The fanatic whose “armies of God” popularized the beheading videos also offered those same followers some hope by welcoming the recent pledges of allegiance to the ISIL organization from jihadist groups in Mali and Burkina Faso.

Al-Baghdadi singled out for praise Abu Walid al-Sahrawi, the leader of the Islamic State in the Greater Sahara – that vast expanse of territory that includes Sudan, Chad, Niger, Mali, Mauritania and the contested lands of the Western Sahara. Clearly, the front lines of the jihadists’ war against imperial might of the USA, its most prominent surrogate Israel and everyone else who allies with those two, have been inaudibly (and almost secretly) moved to Africa.

Last year, 2018 at least 10,000 people, mostly civilians, were killed in this new era of jihad inspired violence across Africa. That number is almost the same to those that were killed in Iraq and Syria in the wars and conflicts that started after President Obama’s withdraw of US troops from Iraq – the era that marked the rise of ISIL as a force to be reckoned with. In fact, 2019 has already seen the number of American and Western European (read NATO) troops battling fundamentalist Islamists in Africa surpass those fighting the fanatics elsewhere in the world.
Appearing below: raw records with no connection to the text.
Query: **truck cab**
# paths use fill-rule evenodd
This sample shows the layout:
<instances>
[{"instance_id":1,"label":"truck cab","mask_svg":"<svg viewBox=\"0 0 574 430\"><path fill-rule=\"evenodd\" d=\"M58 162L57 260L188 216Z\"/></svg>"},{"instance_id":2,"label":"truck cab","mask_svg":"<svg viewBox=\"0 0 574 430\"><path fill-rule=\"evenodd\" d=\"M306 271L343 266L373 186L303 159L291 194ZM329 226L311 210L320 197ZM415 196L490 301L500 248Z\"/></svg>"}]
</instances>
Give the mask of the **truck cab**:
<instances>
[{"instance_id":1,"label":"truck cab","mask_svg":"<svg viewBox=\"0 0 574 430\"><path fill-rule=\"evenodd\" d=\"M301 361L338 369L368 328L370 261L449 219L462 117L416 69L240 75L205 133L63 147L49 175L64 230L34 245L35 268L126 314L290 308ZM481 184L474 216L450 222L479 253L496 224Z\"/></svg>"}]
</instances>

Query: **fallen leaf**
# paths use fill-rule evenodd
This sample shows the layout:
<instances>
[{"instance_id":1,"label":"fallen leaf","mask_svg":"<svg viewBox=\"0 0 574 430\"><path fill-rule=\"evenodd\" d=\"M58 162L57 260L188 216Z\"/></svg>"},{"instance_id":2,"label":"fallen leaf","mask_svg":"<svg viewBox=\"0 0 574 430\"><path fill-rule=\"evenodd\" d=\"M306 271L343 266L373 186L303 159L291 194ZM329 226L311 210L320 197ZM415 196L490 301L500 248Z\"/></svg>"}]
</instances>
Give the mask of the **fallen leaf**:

Presently on any given day, America has about 7,000 soldiers deployed on this continent. France deployed perhaps 4,500 in the Sahel to protect French uranium and natural gas interests primarily, after those assets were directly attacked in 2014 in the aftermath of Ghadaffi’s overthrow and the eventual mayhem that ensured. Germany and Italy in total have almost 1,000. NATO allies specifically, Canada, Spain, Estonia and Denmark have also sent hundreds of military advisors and personnel to shore up the War on Terror – Africa Edition. Therefore, the total number of armed foreign Jihadist-hunters easily surpasses the 14,000 American servicemen currently in Afghanistan, which should have been the epicenter of the War on Terror.
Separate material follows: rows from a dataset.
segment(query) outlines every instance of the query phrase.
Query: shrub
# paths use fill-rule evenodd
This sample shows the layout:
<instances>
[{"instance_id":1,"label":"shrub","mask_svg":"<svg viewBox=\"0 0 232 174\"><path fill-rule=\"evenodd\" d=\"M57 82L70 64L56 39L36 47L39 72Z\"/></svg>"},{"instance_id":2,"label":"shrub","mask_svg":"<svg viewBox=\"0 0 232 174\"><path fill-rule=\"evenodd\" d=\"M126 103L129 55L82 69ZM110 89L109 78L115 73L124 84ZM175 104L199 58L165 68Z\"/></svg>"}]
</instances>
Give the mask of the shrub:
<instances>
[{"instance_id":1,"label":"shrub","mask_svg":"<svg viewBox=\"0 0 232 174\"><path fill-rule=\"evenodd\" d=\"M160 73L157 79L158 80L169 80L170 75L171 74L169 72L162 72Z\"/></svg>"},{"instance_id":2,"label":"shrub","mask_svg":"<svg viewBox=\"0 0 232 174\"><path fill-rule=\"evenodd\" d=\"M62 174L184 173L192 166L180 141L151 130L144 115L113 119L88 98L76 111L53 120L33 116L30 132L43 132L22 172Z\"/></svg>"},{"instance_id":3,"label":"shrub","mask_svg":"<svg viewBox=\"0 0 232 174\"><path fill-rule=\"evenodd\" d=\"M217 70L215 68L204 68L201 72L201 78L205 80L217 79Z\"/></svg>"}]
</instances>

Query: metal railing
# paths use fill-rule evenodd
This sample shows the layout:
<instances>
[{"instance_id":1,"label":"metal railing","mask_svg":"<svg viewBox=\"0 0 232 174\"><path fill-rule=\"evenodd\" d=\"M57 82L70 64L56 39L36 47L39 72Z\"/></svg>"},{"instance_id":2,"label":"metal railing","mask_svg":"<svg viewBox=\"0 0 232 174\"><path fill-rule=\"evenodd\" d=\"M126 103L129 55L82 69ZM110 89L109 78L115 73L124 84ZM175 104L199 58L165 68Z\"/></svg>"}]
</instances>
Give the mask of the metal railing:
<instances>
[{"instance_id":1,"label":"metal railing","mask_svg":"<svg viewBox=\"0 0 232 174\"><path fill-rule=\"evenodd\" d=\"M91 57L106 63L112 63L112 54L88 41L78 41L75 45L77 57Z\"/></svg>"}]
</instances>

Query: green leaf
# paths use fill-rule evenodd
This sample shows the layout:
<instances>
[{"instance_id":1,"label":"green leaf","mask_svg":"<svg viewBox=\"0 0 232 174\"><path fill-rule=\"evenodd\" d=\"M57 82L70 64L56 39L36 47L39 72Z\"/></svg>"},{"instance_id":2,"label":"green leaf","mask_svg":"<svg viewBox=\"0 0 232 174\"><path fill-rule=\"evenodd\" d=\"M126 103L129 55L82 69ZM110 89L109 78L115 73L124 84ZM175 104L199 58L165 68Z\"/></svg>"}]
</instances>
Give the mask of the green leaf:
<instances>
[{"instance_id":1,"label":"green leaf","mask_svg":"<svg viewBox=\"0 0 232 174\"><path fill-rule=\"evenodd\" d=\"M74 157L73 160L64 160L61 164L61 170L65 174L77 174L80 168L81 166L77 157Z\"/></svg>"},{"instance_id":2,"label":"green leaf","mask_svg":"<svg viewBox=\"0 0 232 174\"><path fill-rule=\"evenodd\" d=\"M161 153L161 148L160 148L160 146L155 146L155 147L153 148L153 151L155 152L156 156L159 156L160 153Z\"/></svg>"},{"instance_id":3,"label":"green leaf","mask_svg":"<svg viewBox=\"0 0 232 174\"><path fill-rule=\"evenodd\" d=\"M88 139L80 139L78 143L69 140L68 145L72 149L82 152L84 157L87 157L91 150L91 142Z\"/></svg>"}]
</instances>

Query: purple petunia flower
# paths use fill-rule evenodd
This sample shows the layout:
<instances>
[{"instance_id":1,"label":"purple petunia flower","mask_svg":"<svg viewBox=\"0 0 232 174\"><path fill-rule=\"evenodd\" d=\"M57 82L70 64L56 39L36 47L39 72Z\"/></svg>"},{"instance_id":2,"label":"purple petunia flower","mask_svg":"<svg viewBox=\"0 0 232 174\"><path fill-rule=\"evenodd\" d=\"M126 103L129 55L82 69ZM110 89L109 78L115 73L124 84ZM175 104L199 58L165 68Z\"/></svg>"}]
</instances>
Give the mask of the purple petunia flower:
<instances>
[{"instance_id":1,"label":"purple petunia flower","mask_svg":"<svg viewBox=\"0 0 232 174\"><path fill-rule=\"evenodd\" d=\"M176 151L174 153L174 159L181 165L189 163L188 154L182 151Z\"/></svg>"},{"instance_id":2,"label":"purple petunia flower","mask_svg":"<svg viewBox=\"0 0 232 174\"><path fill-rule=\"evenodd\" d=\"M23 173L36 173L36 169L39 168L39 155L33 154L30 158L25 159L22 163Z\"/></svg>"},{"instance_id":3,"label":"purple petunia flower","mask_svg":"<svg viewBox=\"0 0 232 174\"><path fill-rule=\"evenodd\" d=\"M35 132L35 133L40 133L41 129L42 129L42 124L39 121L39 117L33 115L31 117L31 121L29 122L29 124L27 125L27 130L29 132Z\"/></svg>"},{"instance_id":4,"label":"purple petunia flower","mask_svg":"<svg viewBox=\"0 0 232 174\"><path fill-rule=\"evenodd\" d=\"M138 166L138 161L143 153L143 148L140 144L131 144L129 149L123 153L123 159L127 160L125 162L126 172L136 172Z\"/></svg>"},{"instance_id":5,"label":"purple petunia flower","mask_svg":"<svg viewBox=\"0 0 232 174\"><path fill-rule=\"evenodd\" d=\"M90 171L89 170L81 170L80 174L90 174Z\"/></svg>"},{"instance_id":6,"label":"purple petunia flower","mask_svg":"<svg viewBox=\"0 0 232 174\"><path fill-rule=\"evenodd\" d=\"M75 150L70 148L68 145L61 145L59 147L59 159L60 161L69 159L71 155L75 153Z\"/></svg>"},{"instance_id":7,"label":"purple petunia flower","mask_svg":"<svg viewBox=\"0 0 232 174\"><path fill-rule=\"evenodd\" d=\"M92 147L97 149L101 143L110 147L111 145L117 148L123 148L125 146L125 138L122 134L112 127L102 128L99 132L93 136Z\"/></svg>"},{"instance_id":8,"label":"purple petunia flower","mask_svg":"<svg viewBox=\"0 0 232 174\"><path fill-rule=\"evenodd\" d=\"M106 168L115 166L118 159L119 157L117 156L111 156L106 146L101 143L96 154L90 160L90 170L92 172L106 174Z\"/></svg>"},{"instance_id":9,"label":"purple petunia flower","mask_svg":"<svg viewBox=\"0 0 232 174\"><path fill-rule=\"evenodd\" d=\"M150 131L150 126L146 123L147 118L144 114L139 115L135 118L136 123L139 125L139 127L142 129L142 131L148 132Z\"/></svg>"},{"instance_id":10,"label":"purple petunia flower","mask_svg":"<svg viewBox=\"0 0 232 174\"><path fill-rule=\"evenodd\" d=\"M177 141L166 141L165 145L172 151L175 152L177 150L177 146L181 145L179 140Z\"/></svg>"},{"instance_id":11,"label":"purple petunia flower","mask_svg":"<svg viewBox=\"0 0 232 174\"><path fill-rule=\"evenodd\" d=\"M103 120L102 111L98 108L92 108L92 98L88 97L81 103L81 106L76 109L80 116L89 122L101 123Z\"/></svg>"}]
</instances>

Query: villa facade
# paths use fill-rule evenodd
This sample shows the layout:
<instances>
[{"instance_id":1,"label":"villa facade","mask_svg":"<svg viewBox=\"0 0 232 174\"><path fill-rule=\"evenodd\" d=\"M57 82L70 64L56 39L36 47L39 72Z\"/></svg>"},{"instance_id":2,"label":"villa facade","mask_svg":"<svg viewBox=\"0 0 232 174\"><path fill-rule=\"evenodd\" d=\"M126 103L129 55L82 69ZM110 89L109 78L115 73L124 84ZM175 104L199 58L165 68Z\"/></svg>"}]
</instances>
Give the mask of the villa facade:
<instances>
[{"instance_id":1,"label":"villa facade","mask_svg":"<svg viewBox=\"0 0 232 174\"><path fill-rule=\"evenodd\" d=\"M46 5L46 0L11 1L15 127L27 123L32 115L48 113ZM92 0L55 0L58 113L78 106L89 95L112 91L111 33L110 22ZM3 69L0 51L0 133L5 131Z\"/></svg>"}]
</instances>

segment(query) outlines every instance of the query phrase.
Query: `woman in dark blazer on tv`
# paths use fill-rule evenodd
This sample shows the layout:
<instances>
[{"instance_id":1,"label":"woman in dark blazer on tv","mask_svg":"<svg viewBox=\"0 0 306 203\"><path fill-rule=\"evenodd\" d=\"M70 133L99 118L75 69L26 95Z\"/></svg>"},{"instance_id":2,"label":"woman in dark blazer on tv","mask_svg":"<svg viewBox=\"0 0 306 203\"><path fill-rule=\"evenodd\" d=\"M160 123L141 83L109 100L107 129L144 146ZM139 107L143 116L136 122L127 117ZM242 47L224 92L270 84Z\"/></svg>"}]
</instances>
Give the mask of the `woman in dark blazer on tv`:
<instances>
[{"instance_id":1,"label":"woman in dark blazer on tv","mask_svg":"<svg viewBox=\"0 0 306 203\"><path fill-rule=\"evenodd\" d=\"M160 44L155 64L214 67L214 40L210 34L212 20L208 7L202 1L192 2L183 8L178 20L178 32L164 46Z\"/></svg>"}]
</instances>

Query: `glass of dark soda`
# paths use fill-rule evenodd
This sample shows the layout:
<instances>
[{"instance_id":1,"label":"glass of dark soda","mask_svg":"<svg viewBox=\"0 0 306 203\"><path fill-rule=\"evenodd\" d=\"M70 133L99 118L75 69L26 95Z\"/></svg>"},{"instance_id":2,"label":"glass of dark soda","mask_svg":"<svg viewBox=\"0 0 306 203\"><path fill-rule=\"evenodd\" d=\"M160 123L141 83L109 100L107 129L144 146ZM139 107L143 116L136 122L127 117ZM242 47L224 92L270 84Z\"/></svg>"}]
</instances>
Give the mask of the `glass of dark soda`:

The conflict, at least on the scale the neo-conservatives of the Bush-Cheney global empire thinking imagined, could not be executed in the oil-fields of the middle east, after all oil is the basis for the sovereignty of the US dollar and might of its military. Thus, as the global oil price kept rising, the Americans who actually conceived and started the war, moved the optics of the war – the violence and deprivation, to Africa and its vast hinterland. The war that is now being fought across a broad expanse of Africa, from Somalia in the east to the Atlantic Ocean in the west is really all about ensuring that America’s vast Military Industrial Complex stays relevant and profitable in the light of a collapsed Soviet Union.

America’s “War on Terror” is now concentrated in some of the poorest communities on this Earth, where it is fueled by globalization – global arms and natural resources trade, while the American politicians and their buttressing think-tanks (read economic hit men) tell audiences in America that it is bad governance that, for instance, gave the Bedouin the arms they are using to destabilize Mali, Niger, Algeria and Chad.

The media has their American and other gullible audiences believe that all the guns and ammunitions that NATO (mostly France and USA) supplied by air-drops to the anti-Ghadaffi rebels in 2013 were used by only “good Libyans yearning for democracy”. The reality on the ground is that those arms, just like in Iraq and Syria, are what Jihadists have used to recruit the local populations. Those populations like the Bedouin have long been oppressed by western-backed governments in the region and were quick to suckle on al-Baghdadi’s tit, for it provided the means by which to exert revenge on what they have always perceive as oppressive governments – arms in abundance.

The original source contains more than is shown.